Less than two hours before their midnight adjournment, hopelessly deadlocked House and Senate conferees ripped from the welfare bill a contentious provision to penalize welfare mothers who have additional children while on public assistance. Stripped with it was a measure to lift restrictions on when the state's Medicaid program may pay for abortions for poor women.

Key House and Senate members worked most of the final day to strengthen other parts of the welfare measure, which they passed with about two minutes left in the session. But the administration wasn't happy.

"You don't have a bill of substance without a family cap. . . . You're modifying some things, maybe putting a Band-Aid on," state Human Resources Secretary Carolyn W. Colvin said in a rare personal plea before the six-member conference committee.

The welfare bill as approved by the legislature still creates a pilot program for selected applicants in Baltimore City and Anne Arundel and Prince George's counties. This provision is similar to legislation President Clinton has promised to deliver to Congress this spring in that it expands job training for persons on welfare and requires those still unemployed after 18 months to join a work program.

Last night, Ms. Colvin left open the possibility that the Schaefer administration might seek a federal waiver to institute the family cap even though the legislature disapproved of the idea.

Another administration bill to limit the liability of landlords in lead-paint poisoning suits in exchange for their renovation of older rental units was approved last night after being weakened by amendments favoring the landlords.
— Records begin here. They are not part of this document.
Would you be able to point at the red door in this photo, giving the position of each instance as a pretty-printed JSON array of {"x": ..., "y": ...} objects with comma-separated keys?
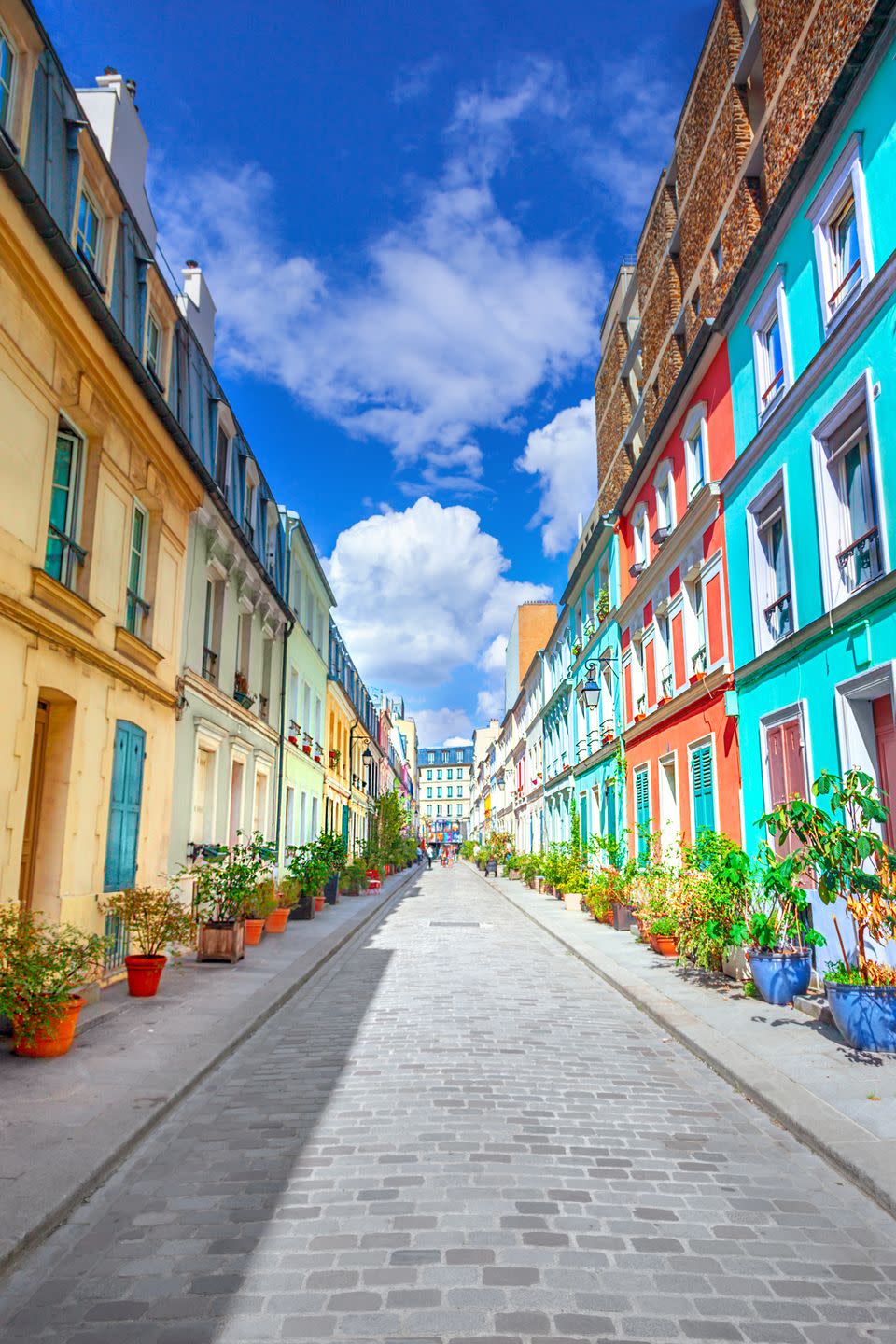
[{"x": 886, "y": 744}]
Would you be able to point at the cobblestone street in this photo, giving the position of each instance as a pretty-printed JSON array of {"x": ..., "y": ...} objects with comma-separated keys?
[{"x": 458, "y": 1132}]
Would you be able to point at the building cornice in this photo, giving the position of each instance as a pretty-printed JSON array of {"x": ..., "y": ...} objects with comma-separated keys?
[
  {"x": 841, "y": 341},
  {"x": 43, "y": 628}
]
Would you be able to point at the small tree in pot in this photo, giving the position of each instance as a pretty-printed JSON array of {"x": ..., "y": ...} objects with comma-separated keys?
[
  {"x": 844, "y": 852},
  {"x": 155, "y": 917},
  {"x": 40, "y": 967},
  {"x": 773, "y": 925},
  {"x": 223, "y": 886}
]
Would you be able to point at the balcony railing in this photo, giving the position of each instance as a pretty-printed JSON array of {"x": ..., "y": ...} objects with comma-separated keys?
[
  {"x": 778, "y": 617},
  {"x": 859, "y": 562},
  {"x": 137, "y": 609},
  {"x": 63, "y": 554}
]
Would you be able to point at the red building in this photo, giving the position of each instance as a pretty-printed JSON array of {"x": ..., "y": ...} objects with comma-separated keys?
[{"x": 682, "y": 767}]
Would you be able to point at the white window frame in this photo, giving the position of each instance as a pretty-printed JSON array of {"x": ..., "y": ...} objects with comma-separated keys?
[
  {"x": 759, "y": 562},
  {"x": 846, "y": 177},
  {"x": 141, "y": 577},
  {"x": 694, "y": 427},
  {"x": 664, "y": 484},
  {"x": 694, "y": 746},
  {"x": 828, "y": 501},
  {"x": 771, "y": 304},
  {"x": 91, "y": 201}
]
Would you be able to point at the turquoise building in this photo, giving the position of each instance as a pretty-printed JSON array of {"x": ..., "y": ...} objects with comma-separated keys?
[
  {"x": 595, "y": 705},
  {"x": 810, "y": 500}
]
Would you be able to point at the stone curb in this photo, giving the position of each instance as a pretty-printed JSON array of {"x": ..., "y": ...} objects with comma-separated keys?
[
  {"x": 271, "y": 999},
  {"x": 868, "y": 1161}
]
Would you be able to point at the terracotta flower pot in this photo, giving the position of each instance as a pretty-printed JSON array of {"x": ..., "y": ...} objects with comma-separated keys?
[
  {"x": 144, "y": 974},
  {"x": 54, "y": 1039},
  {"x": 254, "y": 931}
]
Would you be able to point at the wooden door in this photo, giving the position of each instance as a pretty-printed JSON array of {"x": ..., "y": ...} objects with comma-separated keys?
[
  {"x": 33, "y": 806},
  {"x": 886, "y": 744}
]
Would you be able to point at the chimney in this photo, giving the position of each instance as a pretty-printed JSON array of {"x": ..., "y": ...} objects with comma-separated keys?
[
  {"x": 115, "y": 119},
  {"x": 198, "y": 308}
]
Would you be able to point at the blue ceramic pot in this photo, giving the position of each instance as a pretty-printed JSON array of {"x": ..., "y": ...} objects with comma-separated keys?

One reduced potential fines against them from $5,000 to $250, and another gives them more time to repair problems that expose children to lead paint poisoning.

Last night marked the end of a session in which the General Assembly enacted no new taxes or fees, gave the state's 80,000 employees their first pay raise in three years (3 percent or $800, whichever is greater), banned the sale of 18 assault pistols and set aside more than $100 million to build schools.

Midway in the final 14-hour day, a separate group of negotiators reached agreement on legislation to require violent offenders to serve at least half of their sentence before they could be paroled, rather than the current one-fourth. State officials have said about 500 of Maryland's 20,000 inmates would remain in prison longer.

The measure -- later approved by both houses -- also attempts to make Maryland's parole commissioners accountable for their decisions by forcing them to open parole hearings if requested by the victim.

The legislation also contains a new two-time-loser provision requiring criminals to receive a minimum mandatory 10-year sentence on their second conviction for a violent crime.

The changes would be expected to add an estimated $29 million a year to state prison costs, and require construction of a $92 million prison by 1998. But Sen. Nancy L. Murphy, the Baltimore County Democrat who sponsored the bill, said the state has little choice. "I think the public wants protection from crime and they don't mind paying for it."

Other measures

On a different issue that pitted trial lawyers against doctors, the lawyers scored a big victory last night when senators and delegates agreed to place a $500,000 cap on jury awards in all future wrongful death and personal injury cases, with a maximum aggregate award to all plaintiffs in such cases of $750,000.

Doctors were worried about potentially huge medical malpractice claims without a cap on wrongful death cases, but ** lobbyists complained the new limit will still force malpractice premiums up as much as 30 percent or 35 percent.

Legislation to establish a statewide commission to license and regulate slot machines, tip jars, casino nights and other forms of legal gambling by veterans groups, fraternal clubs and volunteer fire companies was defeated by the Senate's Judicial Proceedings Committee yesterday morning before the full House and Senate had even convened.